Migration 0051: migrate_tags_to_taggit
  • Copies all tag data from legacy tagging_tag and tagging_taggeditem tables to taggit_tag and taggit_taggeditem:
  • Detects legacy tables via database introspection
  • Handles fresh installs (no-op if legacy tables don't exist)
  • Normalizes tag names according to FORCE_LOWERCASE_TAGS
  • Maps legacy tag IDs to new taggit tags
  • Copies TaggedItem relationships preserving content_type and object_id
  • Uses bulk_create with ignore_conflicts=True for idempotency
  • Reverse migration is a no-op (can't restore deleted legacy data)
  • Complexity: Handles ContentType conversion between historical and current models
Migration 0052: migrate_allowedtags_to_taggit
  • Migrates the AllowedTags.allowed_tags ManyToMany field from tagging.Tag to taggit.Tag:
    • Step 1: Reads existing M2M relationships before field alteration
    • Step 2: Clears old M2M relationships to prevent foreign key violations
    • Step 3: Alters the field definition to point at taggit.Tag (creates new M2M table)
    • Step 4: Populates new M2M table using raw SQL to work around Django's historical model limitations
  • Complexity: Multi-step process required because Django's AlterField on M2M fields drops and recreates the through table.
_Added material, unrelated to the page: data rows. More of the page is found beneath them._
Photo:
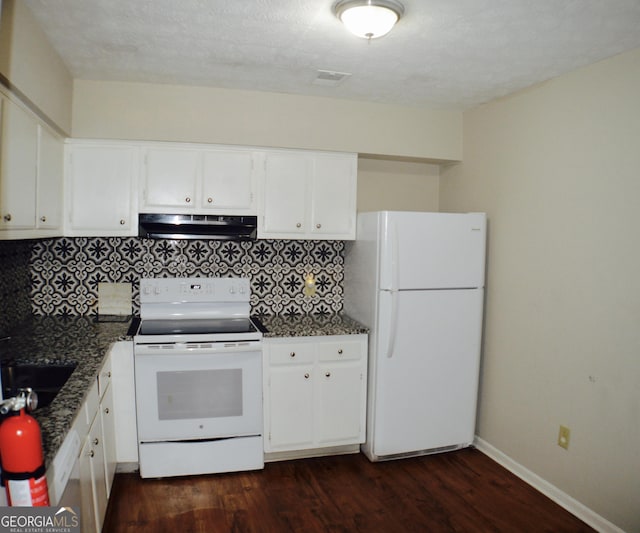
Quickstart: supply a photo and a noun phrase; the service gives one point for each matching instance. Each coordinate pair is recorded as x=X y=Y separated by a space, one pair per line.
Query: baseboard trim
x=572 y=505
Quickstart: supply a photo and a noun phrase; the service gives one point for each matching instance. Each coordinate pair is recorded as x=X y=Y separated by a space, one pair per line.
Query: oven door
x=194 y=391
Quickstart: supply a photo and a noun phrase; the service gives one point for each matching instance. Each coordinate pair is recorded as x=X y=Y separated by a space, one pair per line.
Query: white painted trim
x=572 y=505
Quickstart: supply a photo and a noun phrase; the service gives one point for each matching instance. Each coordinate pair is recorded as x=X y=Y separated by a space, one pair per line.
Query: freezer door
x=432 y=250
x=425 y=377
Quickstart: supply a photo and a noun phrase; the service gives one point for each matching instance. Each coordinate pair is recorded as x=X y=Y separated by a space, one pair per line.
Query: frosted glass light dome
x=369 y=19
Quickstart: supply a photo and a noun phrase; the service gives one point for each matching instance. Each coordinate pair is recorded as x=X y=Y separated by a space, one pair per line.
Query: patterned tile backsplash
x=15 y=284
x=65 y=272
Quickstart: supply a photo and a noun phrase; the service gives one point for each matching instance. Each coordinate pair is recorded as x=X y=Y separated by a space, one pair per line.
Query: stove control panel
x=180 y=290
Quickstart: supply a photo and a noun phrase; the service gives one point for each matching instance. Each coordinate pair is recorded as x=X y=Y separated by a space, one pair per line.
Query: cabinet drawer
x=91 y=403
x=291 y=353
x=340 y=351
x=104 y=377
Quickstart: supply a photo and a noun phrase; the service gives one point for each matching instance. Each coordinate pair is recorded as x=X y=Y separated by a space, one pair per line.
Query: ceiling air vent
x=330 y=78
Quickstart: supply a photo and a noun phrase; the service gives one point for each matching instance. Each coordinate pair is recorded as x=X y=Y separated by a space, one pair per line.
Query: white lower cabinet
x=92 y=479
x=314 y=392
x=109 y=437
x=97 y=457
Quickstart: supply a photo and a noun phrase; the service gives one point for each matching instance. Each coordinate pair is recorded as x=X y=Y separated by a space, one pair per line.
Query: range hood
x=220 y=227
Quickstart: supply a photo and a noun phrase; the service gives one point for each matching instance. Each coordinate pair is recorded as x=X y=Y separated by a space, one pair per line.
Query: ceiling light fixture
x=369 y=19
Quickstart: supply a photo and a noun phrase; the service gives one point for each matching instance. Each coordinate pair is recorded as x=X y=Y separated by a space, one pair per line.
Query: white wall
x=385 y=184
x=557 y=170
x=34 y=70
x=117 y=110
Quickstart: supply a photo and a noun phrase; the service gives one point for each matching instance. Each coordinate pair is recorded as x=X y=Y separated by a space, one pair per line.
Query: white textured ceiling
x=442 y=53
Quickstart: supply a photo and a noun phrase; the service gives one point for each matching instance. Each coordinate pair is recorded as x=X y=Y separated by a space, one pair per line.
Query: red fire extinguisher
x=21 y=456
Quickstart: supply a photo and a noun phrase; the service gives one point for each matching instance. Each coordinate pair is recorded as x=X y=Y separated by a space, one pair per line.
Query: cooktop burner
x=196 y=326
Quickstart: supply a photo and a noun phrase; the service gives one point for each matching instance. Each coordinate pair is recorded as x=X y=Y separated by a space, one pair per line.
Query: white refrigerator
x=417 y=281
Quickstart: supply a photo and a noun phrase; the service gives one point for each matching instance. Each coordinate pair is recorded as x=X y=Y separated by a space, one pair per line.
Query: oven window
x=199 y=394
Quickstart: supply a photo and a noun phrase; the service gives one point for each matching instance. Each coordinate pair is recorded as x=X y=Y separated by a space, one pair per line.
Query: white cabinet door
x=18 y=161
x=101 y=181
x=87 y=505
x=284 y=196
x=107 y=414
x=170 y=180
x=315 y=392
x=50 y=180
x=339 y=406
x=308 y=195
x=228 y=182
x=124 y=394
x=98 y=481
x=333 y=196
x=291 y=401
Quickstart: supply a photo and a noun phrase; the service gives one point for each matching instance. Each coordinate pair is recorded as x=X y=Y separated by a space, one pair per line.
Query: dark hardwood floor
x=458 y=491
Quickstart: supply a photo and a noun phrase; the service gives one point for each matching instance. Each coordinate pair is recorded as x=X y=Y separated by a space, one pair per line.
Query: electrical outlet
x=563 y=437
x=309 y=285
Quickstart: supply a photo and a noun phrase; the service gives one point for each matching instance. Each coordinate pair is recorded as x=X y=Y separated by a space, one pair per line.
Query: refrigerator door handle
x=395 y=257
x=393 y=324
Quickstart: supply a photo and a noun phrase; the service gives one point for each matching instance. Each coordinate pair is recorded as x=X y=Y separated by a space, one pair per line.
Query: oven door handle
x=155 y=348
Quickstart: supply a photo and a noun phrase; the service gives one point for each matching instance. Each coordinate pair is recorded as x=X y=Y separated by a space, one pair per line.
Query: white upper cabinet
x=284 y=199
x=199 y=180
x=18 y=168
x=170 y=178
x=229 y=181
x=50 y=180
x=101 y=180
x=308 y=195
x=31 y=175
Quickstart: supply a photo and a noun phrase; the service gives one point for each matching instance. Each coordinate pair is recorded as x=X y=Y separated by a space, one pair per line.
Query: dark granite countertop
x=310 y=325
x=54 y=340
x=86 y=342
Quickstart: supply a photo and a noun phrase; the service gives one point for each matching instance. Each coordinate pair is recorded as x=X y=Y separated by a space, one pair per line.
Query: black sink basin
x=46 y=380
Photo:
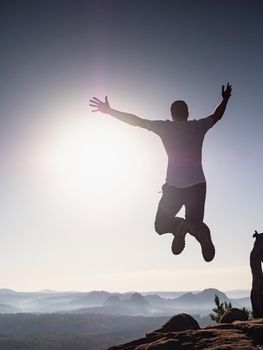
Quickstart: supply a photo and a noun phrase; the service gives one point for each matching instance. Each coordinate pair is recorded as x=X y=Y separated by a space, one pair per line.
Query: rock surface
x=245 y=335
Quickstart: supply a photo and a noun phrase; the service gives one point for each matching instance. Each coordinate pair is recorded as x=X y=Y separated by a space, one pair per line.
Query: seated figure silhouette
x=256 y=259
x=185 y=181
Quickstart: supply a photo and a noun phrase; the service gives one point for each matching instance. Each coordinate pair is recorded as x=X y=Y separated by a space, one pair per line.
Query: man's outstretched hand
x=226 y=92
x=100 y=106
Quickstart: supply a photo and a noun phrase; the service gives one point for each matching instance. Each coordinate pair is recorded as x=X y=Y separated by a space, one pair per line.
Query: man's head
x=179 y=110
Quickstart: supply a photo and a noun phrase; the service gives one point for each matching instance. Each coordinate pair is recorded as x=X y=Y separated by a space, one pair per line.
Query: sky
x=79 y=190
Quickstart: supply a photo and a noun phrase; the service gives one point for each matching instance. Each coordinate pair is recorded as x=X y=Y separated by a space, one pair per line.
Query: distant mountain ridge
x=103 y=302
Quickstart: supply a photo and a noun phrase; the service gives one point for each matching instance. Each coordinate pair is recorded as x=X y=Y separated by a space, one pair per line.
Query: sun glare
x=88 y=156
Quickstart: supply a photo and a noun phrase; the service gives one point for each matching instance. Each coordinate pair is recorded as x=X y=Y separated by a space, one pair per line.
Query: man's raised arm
x=104 y=107
x=220 y=109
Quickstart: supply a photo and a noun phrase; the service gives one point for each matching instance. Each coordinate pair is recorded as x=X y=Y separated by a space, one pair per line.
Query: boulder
x=178 y=323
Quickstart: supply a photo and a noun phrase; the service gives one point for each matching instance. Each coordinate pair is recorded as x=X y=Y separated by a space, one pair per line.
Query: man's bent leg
x=194 y=207
x=166 y=222
x=169 y=206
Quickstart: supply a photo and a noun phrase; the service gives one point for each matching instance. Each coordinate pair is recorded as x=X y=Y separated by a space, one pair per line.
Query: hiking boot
x=179 y=237
x=203 y=236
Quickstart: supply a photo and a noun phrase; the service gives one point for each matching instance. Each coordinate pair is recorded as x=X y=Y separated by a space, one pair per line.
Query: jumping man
x=185 y=181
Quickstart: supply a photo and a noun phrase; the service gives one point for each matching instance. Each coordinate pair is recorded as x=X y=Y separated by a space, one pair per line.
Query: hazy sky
x=79 y=190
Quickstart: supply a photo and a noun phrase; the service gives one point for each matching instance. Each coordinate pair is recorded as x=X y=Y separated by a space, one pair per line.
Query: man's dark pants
x=173 y=198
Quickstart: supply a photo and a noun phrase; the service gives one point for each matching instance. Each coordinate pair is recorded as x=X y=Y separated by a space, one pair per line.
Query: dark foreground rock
x=245 y=335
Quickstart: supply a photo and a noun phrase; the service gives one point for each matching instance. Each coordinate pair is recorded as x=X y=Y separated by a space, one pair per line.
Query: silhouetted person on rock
x=185 y=181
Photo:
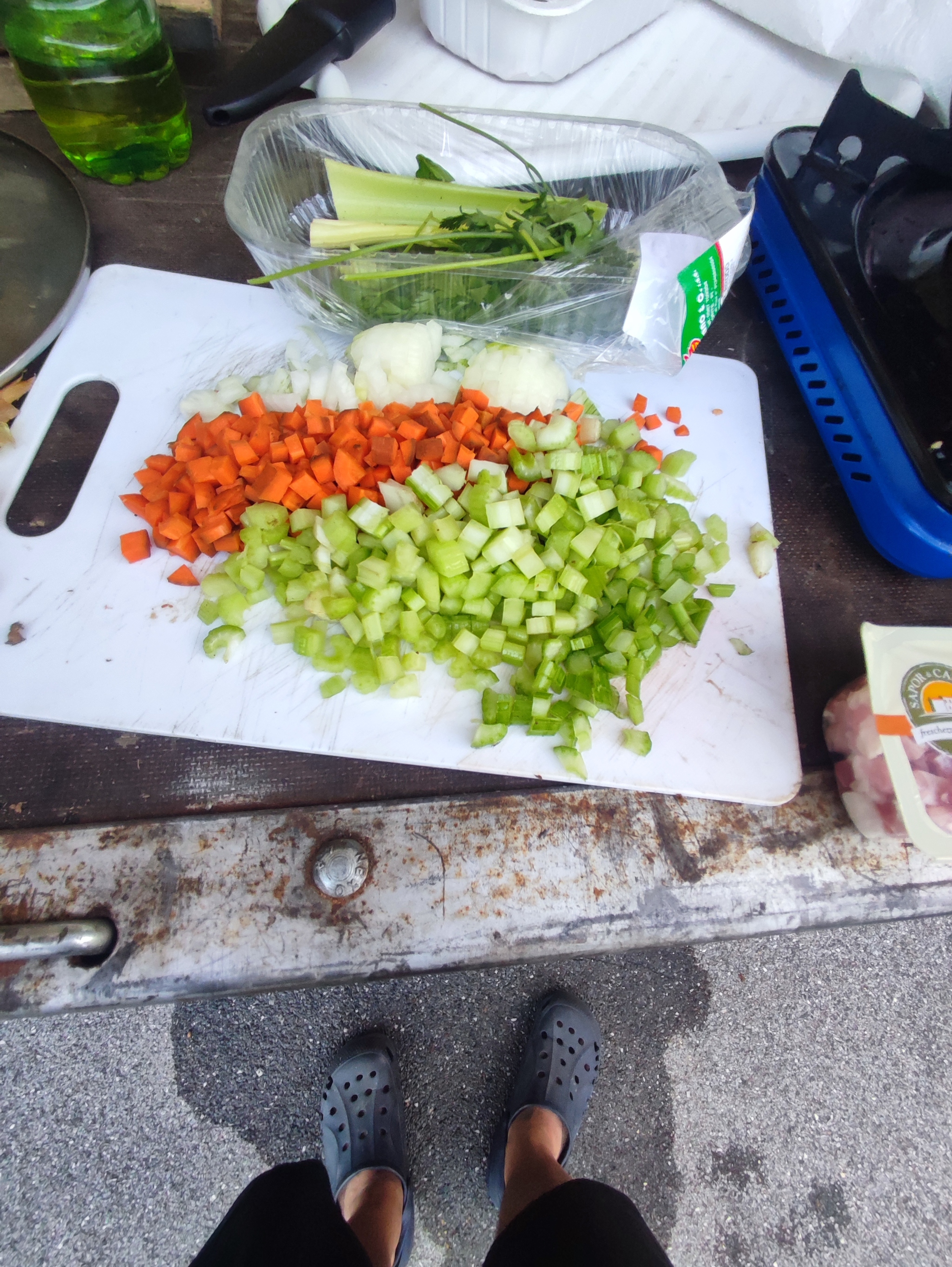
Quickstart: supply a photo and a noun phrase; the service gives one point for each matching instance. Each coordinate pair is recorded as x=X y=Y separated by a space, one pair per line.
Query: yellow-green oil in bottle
x=103 y=80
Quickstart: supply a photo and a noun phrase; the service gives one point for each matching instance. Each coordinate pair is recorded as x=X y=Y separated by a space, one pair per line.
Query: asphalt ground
x=766 y=1102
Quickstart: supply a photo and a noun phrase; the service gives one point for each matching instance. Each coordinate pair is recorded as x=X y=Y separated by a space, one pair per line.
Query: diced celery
x=466 y=643
x=717 y=528
x=232 y=608
x=370 y=517
x=224 y=638
x=505 y=514
x=600 y=502
x=571 y=760
x=528 y=561
x=447 y=557
x=430 y=491
x=637 y=742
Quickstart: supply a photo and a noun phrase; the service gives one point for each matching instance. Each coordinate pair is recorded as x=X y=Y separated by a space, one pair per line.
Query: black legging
x=288 y=1218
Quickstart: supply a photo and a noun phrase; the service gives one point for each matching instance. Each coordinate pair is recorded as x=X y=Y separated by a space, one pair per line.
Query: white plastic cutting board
x=111 y=644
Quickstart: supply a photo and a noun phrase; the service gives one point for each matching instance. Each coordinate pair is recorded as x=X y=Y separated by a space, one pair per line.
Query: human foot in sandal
x=363 y=1135
x=547 y=1105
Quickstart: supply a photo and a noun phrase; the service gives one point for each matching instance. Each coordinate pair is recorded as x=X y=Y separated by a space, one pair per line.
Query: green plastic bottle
x=103 y=80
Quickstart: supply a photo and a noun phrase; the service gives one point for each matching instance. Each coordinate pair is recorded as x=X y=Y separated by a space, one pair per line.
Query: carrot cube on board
x=135 y=545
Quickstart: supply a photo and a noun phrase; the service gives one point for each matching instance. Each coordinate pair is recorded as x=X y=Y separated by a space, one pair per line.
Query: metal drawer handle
x=56 y=939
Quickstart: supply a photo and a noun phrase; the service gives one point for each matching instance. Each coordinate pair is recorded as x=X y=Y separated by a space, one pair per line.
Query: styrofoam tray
x=698 y=70
x=108 y=644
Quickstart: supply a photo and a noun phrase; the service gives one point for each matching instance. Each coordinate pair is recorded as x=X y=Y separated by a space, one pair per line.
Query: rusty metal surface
x=221 y=905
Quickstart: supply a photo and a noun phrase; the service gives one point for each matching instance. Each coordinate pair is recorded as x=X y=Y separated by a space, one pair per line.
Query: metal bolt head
x=341 y=867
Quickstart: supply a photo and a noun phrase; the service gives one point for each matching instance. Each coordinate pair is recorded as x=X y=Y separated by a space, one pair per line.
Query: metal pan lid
x=44 y=252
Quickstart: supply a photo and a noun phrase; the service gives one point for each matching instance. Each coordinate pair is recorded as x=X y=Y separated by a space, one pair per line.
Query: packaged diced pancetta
x=892 y=738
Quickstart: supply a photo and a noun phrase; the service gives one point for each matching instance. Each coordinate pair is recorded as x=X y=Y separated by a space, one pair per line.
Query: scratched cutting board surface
x=114 y=645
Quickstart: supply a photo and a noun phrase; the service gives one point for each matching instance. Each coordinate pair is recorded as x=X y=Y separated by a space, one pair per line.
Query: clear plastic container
x=653 y=180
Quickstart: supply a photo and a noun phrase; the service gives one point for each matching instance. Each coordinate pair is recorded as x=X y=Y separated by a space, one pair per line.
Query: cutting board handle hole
x=56 y=474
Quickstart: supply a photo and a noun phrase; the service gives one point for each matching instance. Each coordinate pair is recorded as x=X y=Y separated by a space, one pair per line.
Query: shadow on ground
x=257 y=1065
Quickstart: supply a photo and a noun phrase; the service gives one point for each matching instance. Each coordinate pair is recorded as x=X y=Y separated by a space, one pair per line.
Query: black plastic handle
x=311 y=34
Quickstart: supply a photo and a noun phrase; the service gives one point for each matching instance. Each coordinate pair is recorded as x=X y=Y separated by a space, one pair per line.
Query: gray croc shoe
x=558 y=1072
x=362 y=1123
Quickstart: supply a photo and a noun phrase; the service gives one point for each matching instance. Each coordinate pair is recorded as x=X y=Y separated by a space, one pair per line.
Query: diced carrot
x=430 y=450
x=244 y=454
x=155 y=492
x=229 y=497
x=202 y=470
x=135 y=502
x=184 y=549
x=135 y=545
x=179 y=502
x=175 y=526
x=383 y=450
x=348 y=470
x=225 y=470
x=478 y=398
x=155 y=512
x=160 y=463
x=306 y=486
x=253 y=406
x=409 y=430
x=273 y=483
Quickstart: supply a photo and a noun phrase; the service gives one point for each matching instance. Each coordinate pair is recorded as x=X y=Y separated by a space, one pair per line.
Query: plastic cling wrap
x=668 y=252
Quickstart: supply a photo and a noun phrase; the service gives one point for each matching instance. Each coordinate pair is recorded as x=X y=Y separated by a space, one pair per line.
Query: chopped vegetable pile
x=545 y=540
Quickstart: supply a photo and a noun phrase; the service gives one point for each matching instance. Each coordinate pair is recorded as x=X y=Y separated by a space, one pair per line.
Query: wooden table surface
x=832 y=580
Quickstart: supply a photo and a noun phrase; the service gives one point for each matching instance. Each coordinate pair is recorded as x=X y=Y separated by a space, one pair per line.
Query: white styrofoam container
x=536 y=41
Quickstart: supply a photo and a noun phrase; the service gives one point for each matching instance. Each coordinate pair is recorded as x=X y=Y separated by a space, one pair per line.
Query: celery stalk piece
x=224 y=638
x=571 y=760
x=637 y=742
x=340 y=235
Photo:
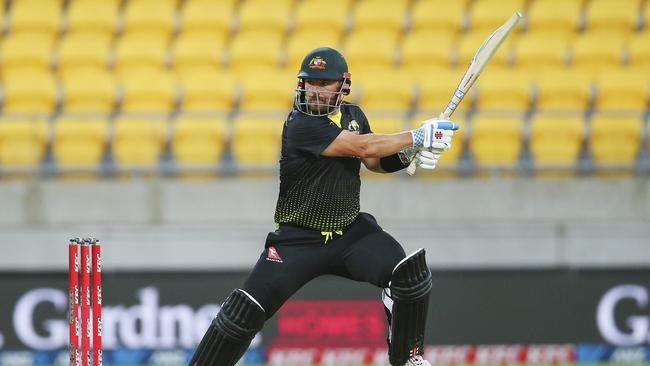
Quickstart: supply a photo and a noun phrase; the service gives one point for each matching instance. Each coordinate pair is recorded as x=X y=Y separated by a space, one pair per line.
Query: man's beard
x=321 y=105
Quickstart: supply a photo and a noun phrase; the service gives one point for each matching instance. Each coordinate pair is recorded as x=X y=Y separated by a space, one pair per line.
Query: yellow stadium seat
x=639 y=48
x=441 y=16
x=88 y=90
x=198 y=141
x=268 y=16
x=595 y=52
x=555 y=140
x=530 y=55
x=424 y=49
x=26 y=50
x=138 y=142
x=562 y=89
x=80 y=50
x=207 y=16
x=257 y=141
x=557 y=15
x=309 y=16
x=148 y=90
x=198 y=50
x=472 y=41
x=267 y=90
x=207 y=89
x=628 y=131
x=301 y=42
x=155 y=16
x=29 y=91
x=22 y=143
x=487 y=15
x=35 y=16
x=141 y=50
x=436 y=88
x=504 y=89
x=254 y=50
x=94 y=16
x=385 y=89
x=78 y=141
x=385 y=15
x=607 y=15
x=450 y=157
x=369 y=49
x=496 y=139
x=623 y=89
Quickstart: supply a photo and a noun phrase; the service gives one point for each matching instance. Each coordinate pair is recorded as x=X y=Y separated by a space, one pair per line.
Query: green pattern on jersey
x=317 y=192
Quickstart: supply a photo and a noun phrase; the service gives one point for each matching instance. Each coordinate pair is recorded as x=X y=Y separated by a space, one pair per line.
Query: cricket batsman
x=320 y=229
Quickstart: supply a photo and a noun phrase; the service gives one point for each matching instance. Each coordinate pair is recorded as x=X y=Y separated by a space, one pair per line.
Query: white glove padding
x=427 y=159
x=430 y=137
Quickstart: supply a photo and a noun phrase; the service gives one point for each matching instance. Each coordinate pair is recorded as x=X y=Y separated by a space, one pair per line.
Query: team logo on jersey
x=353 y=126
x=317 y=63
x=273 y=255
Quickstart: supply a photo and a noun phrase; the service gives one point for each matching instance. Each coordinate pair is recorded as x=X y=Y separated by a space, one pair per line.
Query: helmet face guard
x=310 y=102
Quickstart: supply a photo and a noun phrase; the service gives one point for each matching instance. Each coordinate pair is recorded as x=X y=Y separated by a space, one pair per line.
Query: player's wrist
x=417 y=136
x=406 y=155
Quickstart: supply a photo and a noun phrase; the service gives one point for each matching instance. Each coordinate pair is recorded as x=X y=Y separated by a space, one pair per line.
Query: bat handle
x=443 y=125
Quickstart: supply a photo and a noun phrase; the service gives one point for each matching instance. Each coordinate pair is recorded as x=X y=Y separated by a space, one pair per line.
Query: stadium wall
x=160 y=224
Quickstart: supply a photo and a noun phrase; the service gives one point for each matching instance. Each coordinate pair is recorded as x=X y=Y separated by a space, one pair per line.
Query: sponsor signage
x=475 y=316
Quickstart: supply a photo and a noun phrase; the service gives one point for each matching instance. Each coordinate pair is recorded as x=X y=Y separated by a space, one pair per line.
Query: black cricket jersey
x=317 y=192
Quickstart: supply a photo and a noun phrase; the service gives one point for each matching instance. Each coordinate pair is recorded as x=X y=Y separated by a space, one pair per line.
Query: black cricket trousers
x=294 y=256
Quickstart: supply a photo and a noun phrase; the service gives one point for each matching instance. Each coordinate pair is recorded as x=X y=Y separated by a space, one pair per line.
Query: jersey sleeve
x=311 y=135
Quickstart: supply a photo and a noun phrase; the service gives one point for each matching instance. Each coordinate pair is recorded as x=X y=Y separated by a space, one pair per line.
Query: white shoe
x=417 y=361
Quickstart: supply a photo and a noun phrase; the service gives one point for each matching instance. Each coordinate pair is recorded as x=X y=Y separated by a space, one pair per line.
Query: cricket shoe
x=417 y=361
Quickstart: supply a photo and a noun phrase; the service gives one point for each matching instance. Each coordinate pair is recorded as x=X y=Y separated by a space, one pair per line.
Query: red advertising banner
x=331 y=323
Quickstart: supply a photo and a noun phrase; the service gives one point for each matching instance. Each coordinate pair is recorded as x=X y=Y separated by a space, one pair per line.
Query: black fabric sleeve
x=362 y=120
x=391 y=163
x=311 y=134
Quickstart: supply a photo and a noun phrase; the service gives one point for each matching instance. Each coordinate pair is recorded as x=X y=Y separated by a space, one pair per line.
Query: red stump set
x=85 y=267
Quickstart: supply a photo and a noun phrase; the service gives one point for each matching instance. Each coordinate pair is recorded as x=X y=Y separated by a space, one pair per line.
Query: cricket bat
x=480 y=59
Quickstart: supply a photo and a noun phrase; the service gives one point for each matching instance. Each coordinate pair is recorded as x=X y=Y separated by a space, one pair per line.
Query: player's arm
x=368 y=146
x=390 y=153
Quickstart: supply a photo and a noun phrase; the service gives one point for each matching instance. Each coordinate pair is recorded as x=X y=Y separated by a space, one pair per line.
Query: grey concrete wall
x=176 y=224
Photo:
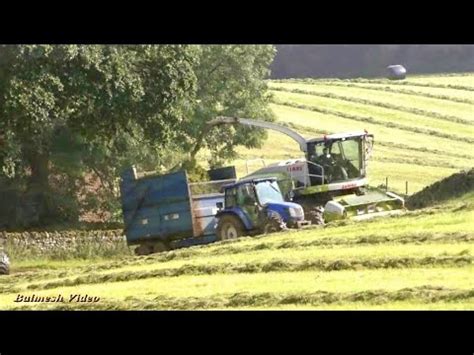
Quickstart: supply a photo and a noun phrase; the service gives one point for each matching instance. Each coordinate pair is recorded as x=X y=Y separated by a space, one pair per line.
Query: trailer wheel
x=274 y=223
x=229 y=227
x=4 y=264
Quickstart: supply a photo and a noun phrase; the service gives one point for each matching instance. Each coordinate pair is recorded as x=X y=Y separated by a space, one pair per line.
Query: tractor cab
x=256 y=206
x=338 y=158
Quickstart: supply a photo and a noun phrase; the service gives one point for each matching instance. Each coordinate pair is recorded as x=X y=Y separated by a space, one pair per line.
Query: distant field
x=424 y=131
x=423 y=126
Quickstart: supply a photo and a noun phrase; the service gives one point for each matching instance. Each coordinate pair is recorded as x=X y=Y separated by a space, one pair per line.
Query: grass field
x=423 y=259
x=423 y=126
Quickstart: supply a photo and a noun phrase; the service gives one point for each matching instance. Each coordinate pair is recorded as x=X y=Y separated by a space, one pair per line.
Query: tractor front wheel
x=229 y=227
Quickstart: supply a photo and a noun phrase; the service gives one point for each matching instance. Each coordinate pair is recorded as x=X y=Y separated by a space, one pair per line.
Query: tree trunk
x=36 y=208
We preserve data by reading it before clearing, then repopulating after the new table is created. Uses raw SQL in the final step because historical models can't reliably work with the new field definition.
Code Changes

Runtime code:

Updated all imports from tagging.models to signbank.tagging.adapter across:

  • signbank/dictionary/update.py
  • signbank/dictionary/adminviews.py
  • signbank/dictionary/admin.py
  • signbank/dictionary/forms.py
  • signbank/dictionary/views.py
  • signbank/dictionary/csv_import.py
  • signbank/comments.py

Associated tests

Template tags:

  • Implemented signbank.tagging.templatetags.tagging_tags providing the same {% load tagging_tags %} and {% tags_for_object %} API, so templates require no changes.

Settings:

  • Added taggit to INSTALLED_APPS
  • Added signbank.tagging to INSTALLED_APPS (for template tag discovery)
  • Configured MIGRATION_MODULES['tagging'] = 'signbank.tagging.migrations'
  • Removed tagging from INSTALLED_APPS (migrations handled via MIGRATION_MODULES)
  • Dependencies: Added django-taggit = "^6.1.0" to pyproject.toml

Backward Compatibility

  • Templates continue to use {% load tagging_tags %} without modification
  • Tagging functionality remains identical from a user perspective
  • Migration history is preserved for existing installations
  • Fresh installs work correctly (migrations handle missing legacy tables gracefully)

Testing Considerations

  • Migrations are idempotent and can be safely re-run
  • Both existing databases (with legacy tables) and fresh installs are supported
  • Tag normalization (FORCE_LOWERCASE_TAGS) is preserved throughout migration
  • All existing tag relationships (TaggedItem and AllowedTags) are preserved

Future Work

  • Legacy tagging_tag and tagging_taggeditem tables remain in existing databases but are no longer used. They can be dropped in a future migration if desired.
  • The adapter pattern allows swapping the backend implementation without changing application code.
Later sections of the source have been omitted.